# Custom floor and back wall.



## Peter Mellor (Mar 19, 2018)

Hey folks,

I’m half way through my back wall and floor setup for my Murray Darling Python. 

So far I’m at $10 worth of materials.

Styrofoam / Polystyrene base with a mortar and concrete finish. 














My question is what do I use for the water bowl to seal it? Any advice?


Sent from my iPhone using Tapatalk


----------



## DisturbedDave (Mar 20, 2018)

Pond sealer would be your best bet. Safe for fish, safe for reptiles


----------



## ronhalling (Mar 22, 2018)

@Peter Mellor Personally i would have made the water bowl with an insert in mind so that come cleaning time the insert can be removed, cleaned of detritus and water slime and then replaced before refilling, the way you have it at the moment is going to be awfully hard to clean, and yes i agree with @DisturbedDave a clear or colored pond sealer would do the job.
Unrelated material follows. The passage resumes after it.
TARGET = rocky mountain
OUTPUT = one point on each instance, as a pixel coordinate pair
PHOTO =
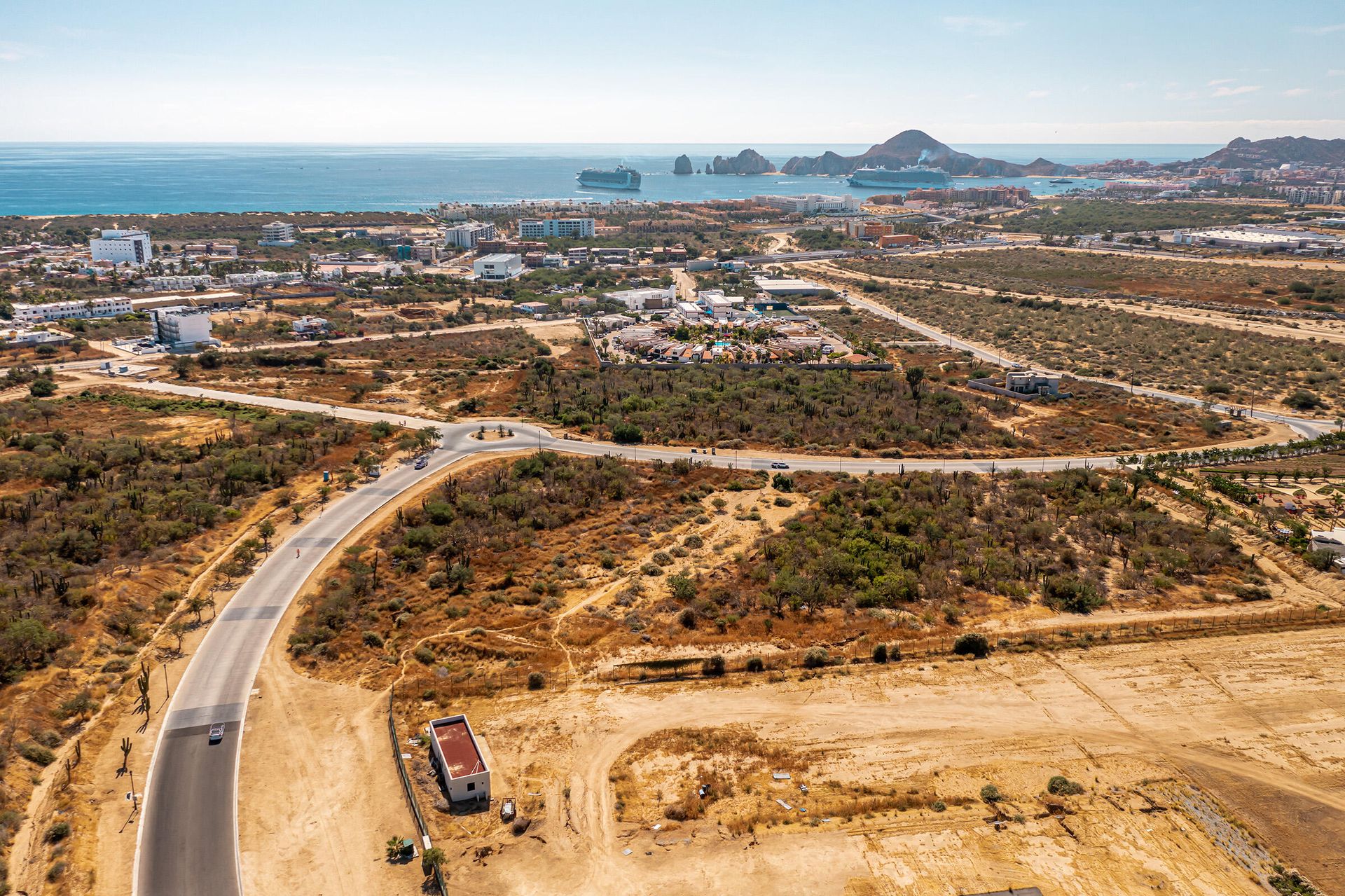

*( ͡° ͜ʖ ͡°) -ronhalling-*


----------



## Scutellatus (Mar 22, 2018)

Further to Ron's comment, you could possibly make a removable latex bowl insert. Lay some glad wrap in the bowl you have created, making sure it is a snug fit all around and then paint latex over this, once dry remove the glad wap and you have your easily cleaned insert.


----------



## Pauls_Pythons (Mar 22, 2018)

I gave up on rock walls and stuff years ago. Still have 1 enclosure to rip it out of which is my easter week off project.
Why........because regadless of how awesome they might look they are a total pain to keep clean.


----------



## tigahawk (Apr 17, 2018)

Pauls_Pythons said:


> I gave up on rock walls and stuff years ago. Still have 1 enclosure to rip it out of which is my easter week off project.
> Why........because regadless of how awesome they might look they are a total pain to keep clean.



Please do explain! As a hobby i've just started toying around with small tanks for inverts with a 3d background of foam / silicone / cocopeat + moss + twigs and fake leaves so what am i going to be up against in regards to cleaning?

tx heaps!


----------



## Pauls_Pythons (Apr 17, 2018)

tigahawk said:


> Please do explain! As a hobby i've just started toying around with small tanks for inverts with a 3d background of foam / silicone / cocopeat + moss + twigs and fake leaves so what am i going to be up against in regards to cleaning?
> 
> tx heaps!



Don't get me wrong they look great but I found the cleaning process was impossible.
Pic below is one that I have recently gutted, it was purchased with the rock wall already installed. (Could be that the quality of installation might not have been as good as some of the guys on here can come up with but thats another story)

I find the surface is too rough to facilitate easy/thorough cleaning. Snake pee can be like glue, sticks to any slightly rough surface and can take some elbow grease to remove. With a rough surface that pee can get into tiny nooks which leaves the enclosure never totally clean.
I guess with ground dwelling animals it might be better but for arboreal animals who like to defecate from up high and splatter everything below them it just became too much work.
Fake leaves look good for a while.....I have a fake tree in one of mine but the leaves get battered and need replacing to maintain the appearance.
It is/has to be about the animals needs but I dont have time to spend hours cleaning rock wall enclosures so its back to basics for this enclosure.


----------



## dragonlover1 (Apr 17, 2018)

Pauls_Pythons said:


> Don't get me wrong they look great but I found the cleaning process was impossible.
> Pic below is one that I have recently gutted, it was purchased with the rock wall already installed. (Could be that the quality of installation might not have been as good as some of the guys on here can come up with but thats another story)
> 
> I find the surface is too rough to facilitate easy/thorough cleaning. Snake pee can be like glue, sticks to any slightly rough surface and can take some elbow grease to remove. With a rough surface that pee can get into tiny nooks which leaves the enclosure never totally clean.
> ...


it's unfortunate you have to go that route Paul,I know it can be a pain in the A but I'm firmly in the camp of providing enjoyment however small.We force our creatures to live in small boxes so we should make their lives as enjoyable as possible I think.This is my take on things and everybody is free to do it their own way.


----------



## Pauls_Pythons (Apr 17, 2018)

dragonlover1 said:


> it's unfortunate you have to go that route Paul,I know it can be a pain in the A but I'm firmly in the camp of providing enjoyment however small.We force our creatures to live in small boxes so we should make their lives as enjoyable as possible I think.This is my take on things and everybody is free to do it their own way.



I don't disagree but I actually found that the 2 diamonds we have housed in that enclosure (at different times) didn't do well in it at all. Both are now in similar sized enclosures but with more height/headroom and seem as happy as can be. 
They have climbing branches and ledges at multiple levels. The 'new' home seems to be more functional and gives them more ability to climb/move around.
I bought that specifically for one of my diamonds with the mindset that it would provide good enrichment but it didn't really go that way unfortunately.


----------



## Mick666 (Apr 18, 2018)

I agree with Paul, in my first enclosure I had a fake rock wall with waterfalls and ledges, it was a nightmare to clean.


----------